Movement in Robotics
We all take the fluid movement of walking for granted, we can walk in an S shape without having to stop and re-evaluate movement prior to turning. Many robots would have to stop, think about the next movement, turn at a certain angle and THEN return to moving forward (rinse and repeat for our S shape). Our pattern is a smooth curve vs. a robots rather jagged looking S shape.
Another challenge? We are able to remain static and upright, walk in a straight line (sometimes, maybe not on a Saturday night) but also walk up and down stairs. We achieve this by constantly changing our centre of gravity and lots of dynamic movement (swinging our arms like pendulums). Imagine how many sensors must be required for a robot to constantly be aware that it has moved, is off balance and now needs to change its centre of gravity before it falls over.
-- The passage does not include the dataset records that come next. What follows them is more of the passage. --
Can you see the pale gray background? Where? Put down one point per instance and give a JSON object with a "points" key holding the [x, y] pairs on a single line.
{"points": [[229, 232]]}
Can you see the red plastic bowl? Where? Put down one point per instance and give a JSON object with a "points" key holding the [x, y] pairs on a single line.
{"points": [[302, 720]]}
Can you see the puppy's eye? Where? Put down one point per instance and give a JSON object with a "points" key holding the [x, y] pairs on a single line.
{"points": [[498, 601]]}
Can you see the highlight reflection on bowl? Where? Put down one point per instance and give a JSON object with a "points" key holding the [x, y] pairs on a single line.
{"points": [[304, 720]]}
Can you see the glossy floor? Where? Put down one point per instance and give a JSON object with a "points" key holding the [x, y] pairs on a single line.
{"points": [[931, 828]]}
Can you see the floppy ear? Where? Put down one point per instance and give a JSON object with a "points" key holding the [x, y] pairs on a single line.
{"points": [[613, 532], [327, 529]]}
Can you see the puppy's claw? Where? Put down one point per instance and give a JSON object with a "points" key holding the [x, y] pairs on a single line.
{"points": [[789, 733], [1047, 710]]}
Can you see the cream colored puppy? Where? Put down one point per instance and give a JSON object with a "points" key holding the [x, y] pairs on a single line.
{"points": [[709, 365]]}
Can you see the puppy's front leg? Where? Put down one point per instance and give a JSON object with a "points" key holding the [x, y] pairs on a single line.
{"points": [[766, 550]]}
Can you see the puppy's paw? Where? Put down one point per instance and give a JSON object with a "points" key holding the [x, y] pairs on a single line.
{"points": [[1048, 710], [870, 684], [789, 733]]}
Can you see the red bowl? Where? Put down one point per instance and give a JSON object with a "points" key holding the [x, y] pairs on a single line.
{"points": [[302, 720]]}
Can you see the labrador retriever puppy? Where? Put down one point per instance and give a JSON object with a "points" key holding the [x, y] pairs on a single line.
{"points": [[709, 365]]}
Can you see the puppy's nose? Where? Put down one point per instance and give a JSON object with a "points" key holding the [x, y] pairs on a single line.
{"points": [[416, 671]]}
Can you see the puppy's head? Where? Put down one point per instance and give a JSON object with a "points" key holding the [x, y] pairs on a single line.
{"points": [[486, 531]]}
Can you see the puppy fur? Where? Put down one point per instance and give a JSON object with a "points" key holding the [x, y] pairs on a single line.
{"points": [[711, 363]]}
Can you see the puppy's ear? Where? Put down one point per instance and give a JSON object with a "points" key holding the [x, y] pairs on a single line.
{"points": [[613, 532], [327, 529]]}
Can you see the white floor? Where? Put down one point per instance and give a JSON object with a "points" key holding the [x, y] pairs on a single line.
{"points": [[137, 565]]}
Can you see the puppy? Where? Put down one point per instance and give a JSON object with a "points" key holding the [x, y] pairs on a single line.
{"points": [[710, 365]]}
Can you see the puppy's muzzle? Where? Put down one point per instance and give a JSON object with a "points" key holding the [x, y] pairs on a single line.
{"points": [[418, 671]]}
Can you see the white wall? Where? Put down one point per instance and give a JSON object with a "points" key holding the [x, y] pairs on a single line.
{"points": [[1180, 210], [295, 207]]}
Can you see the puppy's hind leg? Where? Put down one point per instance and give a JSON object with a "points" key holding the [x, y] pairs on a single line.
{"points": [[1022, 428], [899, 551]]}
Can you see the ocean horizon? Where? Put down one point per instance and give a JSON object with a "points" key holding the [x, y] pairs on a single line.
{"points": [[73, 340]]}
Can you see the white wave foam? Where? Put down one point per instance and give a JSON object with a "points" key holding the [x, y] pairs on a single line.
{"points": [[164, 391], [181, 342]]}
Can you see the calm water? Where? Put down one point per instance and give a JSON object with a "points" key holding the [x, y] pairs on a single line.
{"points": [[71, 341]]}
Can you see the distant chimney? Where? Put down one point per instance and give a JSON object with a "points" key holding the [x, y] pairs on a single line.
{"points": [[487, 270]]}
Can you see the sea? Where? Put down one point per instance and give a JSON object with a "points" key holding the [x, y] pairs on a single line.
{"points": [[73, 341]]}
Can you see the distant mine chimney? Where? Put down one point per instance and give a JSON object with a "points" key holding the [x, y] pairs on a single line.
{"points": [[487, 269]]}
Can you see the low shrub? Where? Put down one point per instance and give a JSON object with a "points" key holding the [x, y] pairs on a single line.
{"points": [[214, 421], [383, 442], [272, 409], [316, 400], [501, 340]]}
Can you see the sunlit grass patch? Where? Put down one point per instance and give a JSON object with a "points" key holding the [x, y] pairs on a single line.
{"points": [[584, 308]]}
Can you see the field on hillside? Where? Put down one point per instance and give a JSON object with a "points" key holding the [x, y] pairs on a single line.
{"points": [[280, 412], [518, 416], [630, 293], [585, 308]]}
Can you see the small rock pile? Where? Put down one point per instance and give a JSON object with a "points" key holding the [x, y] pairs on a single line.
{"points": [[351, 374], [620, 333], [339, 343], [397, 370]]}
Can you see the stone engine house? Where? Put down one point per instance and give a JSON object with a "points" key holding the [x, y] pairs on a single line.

A lot! This is a challenge enough for walking on a flat surface, add in a gradient (or stairs!) and it would become an even bigger sensory challenge! This has been achieved though by ASIMO, a robot developed by Hondas. This impressive robot can store walking patterns in real time, calculating where to place its feet each step, acceleration/deceleration and steady speed: all of which creates a fluid movement vs. previous robotic attempts which can appear stiff and overthought. If you watch closely, you’ll also notice that ASIMO’s torso shifts slightly with each step, allowing it to readjust its centre of gravity (as we do!). ASIMO can walk up and downstairs because of this ability to real time walk.
Even more impressive, Boston Dynamics have created a humanoid, biped known as Atlas which can not only keep its balance on uncertain ground, it can actually stop itself from falling even when its centre of gravity is completely off after tripping and if it does fall, it can get itself back up. Something which I find marvellous is it can also jump! See here.
Bipeds are popular, however there are also robots with six legs known as Hexapods. These are fantastically stable because at all times there are three legs on the ground, creating a triangle of stability each time it moves forwards. Quadrupeds have four legs and are also popular, although a few of these remind me of the robot dogs in Black Mirror. Quadrupeds are four legged robots and are able to negotiate uneven ground. Boston Dynamics, again, created BigDog which was designed to carry heavy loads on its flat back in uncertain environments, a great benefit for getting supplies etc to troops (if required). Impressive as it is, I still have the heebie jeebies every time I look at it (the quadrupeds in Black Mirror were not friendly).
How else can robots get around? Many small robots are wheeled. They are steered differently than a cars wheels, which predominantly use a rack-and-pinion steering. This mechanism doesn’t allow for tight turning (in circles) so smaller robots tend to have two wheels, one on either side, and are differentially steered. Each motor, and therefore each wheel, is controlled independently. So to rotate, we could turn one motor off and one motor on and vice versa. This is how my university simulated robot is controlled, wee Simon! The issue with these robots is they are not exactly space saving! So they would be useless for, say, a robot intended for pipework. The wheels also don’t offer a lot of stability on rough terrain, think of a fiat (or similar) trying to off road, yikes!
This does give the robot a range of motion as shown:
Robots can also be tracked, but this seems inefficient to me as a lot of energy is lost through friction and there is not a lot of control over movement. However, there is a place for them as tracked robots have the upper hand on difficult terrain than wheeled robots.
Robots have also been made to hop, swim, fly and even climb. A Professor at Nagoya University, in Japan, even created a robot known as “The Brachiator‘ which gets around by swinging! The robot even has the ability to lear how much of a “swing” it needs to grab the next bar. People are really steeping out of the “robot box” though and robots have even been designed to move in a similar way to animals such as snakes which have an incredible amount of Degrees of Freedom.
Side Note: The idea of “Degrees of Freedom” is used to describe the range of motion a robot has. e.g a human hand would have more than 20 degrees of freedom, one degree of freedom for the ability to make each finger move around (rotation, forwards and backwards) and one per joint. A elbow joint moves around one axis and has one degree of freedom.
We have even started to make robots that mimic the way plants grown and climb! Most recently researchers at Istituto Italiano di Tecnologia in Genoa created a “soft” robot which climbs in a similar way to a vine growing. You can read the research here or find the short and sweet summary here .
Needless to say, all of this movement requires some sort of force behind it, known as its actuator. Many robots remain electrical, however actuators such as hyraulics or pneumatics are increasingly popular. These are summarised well in this article but the simplest way to remember them is that hydraulics uses pressurised fluid, pneumatics works using air pressure and electrical actuators turn electricity into torque (power).
A bit of a whistle stop tour, but hopefully it’s got you thinking about other ways we could make robots move. Maybe something from the plant kingdom will be the next huge leap forwards for movement in robotics!